Di lain pihak, petani Indonesia justru tidak memperoleh kebijakan yang nyata terhadap keberpihakan terhadap petani. Padahal kedua komoditi ini masuk dalam skema proteksi dari perdagangan bebas. ?Agar pembangunan pertanian memiliki arah yang jelas, negara perlu menetapkan politik pertanian yaitu keputusan sangat mendasar di bidang pertanian pada tingkat negara, yang menjadi arah ke depan, untuk menjadi acuan semua pihak yang terlibat, dengan sasaran membangun kemandirian di bidang pangan,? Ujar Siswono.

Produksi Menurun
Kedelai, menunjukkan penyusutan lahan dan produksi. Pada 2000 luas lahan 824.484 ha kemudian turun menjadi 678.848 ha pada 2001 dan menyusut lagi pada 2002 menjadi 544.522 ha tahun 20002. Seiring dengan penyempitan lahan, juga produksi anjlok. Tercatat produksi kedelai pada 2000 mencapai kisaran 1 juta ton dan tahun 2001 sebanyak 827 ribu ton dan pada 2002 hanya bisa sebesar 573 ribu ton. Kacang kedelai bagi industri pengolahan pangan di Indonesia banyak digunakan sebagai bahan baku pembuatan tahu, tempe dan kecap dan susu. Jenis industri yang tergolong skala kecil - menengah ini tetapi dalam jumlah sangat banyak menyebabkan tingginya tingkat kebutuhan konsumsi kedelai. Lonjakan importasi kedelai disebabkan peningkatan konsumsi produk industri rumahan seperti tahu, tempe yang jenis makanan ini semakin banyak atau popular digunakan sebagai pengganti daging. Sementara berdasarkan data Badan Pusat Statistik (BPS) menunjukkan, produksi jagung pada 2002 mengalami kenaikan sementara kedelai mengalami penurunan. Produksi jagung tahun 2002 naik sebesar 3,28 persen atau 0,31 juta ton pipilan kering, dari 9,35 juta ton pipilan kering tahun 2001 menjadi 9,65 juta ton pipilan kering tahun 2002. Tetapi kenaikan produksi jagung ini tidak diikuti dengan naiknya luas panen jagung tahun 2002 yang malah mengalami penurunan.
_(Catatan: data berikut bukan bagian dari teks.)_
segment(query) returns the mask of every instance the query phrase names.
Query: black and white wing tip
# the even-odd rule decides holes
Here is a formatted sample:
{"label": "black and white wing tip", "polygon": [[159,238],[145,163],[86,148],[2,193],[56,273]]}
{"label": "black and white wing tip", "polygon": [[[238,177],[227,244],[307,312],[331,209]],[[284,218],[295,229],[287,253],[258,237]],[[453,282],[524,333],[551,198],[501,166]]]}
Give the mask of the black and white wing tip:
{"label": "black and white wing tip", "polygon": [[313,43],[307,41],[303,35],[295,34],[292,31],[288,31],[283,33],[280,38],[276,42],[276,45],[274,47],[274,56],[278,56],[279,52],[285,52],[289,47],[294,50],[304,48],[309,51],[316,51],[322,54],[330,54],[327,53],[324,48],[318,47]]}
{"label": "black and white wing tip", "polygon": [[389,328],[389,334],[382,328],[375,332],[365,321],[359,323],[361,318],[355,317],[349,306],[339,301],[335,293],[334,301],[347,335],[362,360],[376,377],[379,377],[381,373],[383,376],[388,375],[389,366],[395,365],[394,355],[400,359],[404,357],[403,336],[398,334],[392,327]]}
Penurunan luas panen jagung diperkirakan sebesar 4,84 persen. Berbeda dengan produksi jagung, untuk produksi kedelai tahun 2002 sebaliknya malah mengalami penurunan sebesar 18,61 persen. Dari 0,83 juta ton biji kering pada 2001 menjadi 0,67 juta ton biji kering di tahun 2001. Atau mengalami penurunan sebesar 0,15 juta ton biji kering. Penurunan ini karena turunnya luas panen kedelai sekitar 19,79 persen atau 0,13 juta hektare. Departemen Pertanian selalu mengusung angka produksi jagung sekitar 9 juta ton lebih. Produksi jagung tertinggi terjadi tahun 1998 sebanyak 10,1 juta ton dari luas areal panen 3,8 juta ha. Tapi, di tengah produksi yang cukup tinggi tersebut, kebutuhan industri pakan ternak ternyata justru dipasok dari impor. Industri pakan membutuhkan setiap tahun 3,5 juta ton jagung dari jumlah produksi dalam negeri hanya mampu menyediakan 2 juta ton dan 1,5 juta ton merupakan impor. Kebutuhan untuk pangan hanya berkisar 0,5 juta ton.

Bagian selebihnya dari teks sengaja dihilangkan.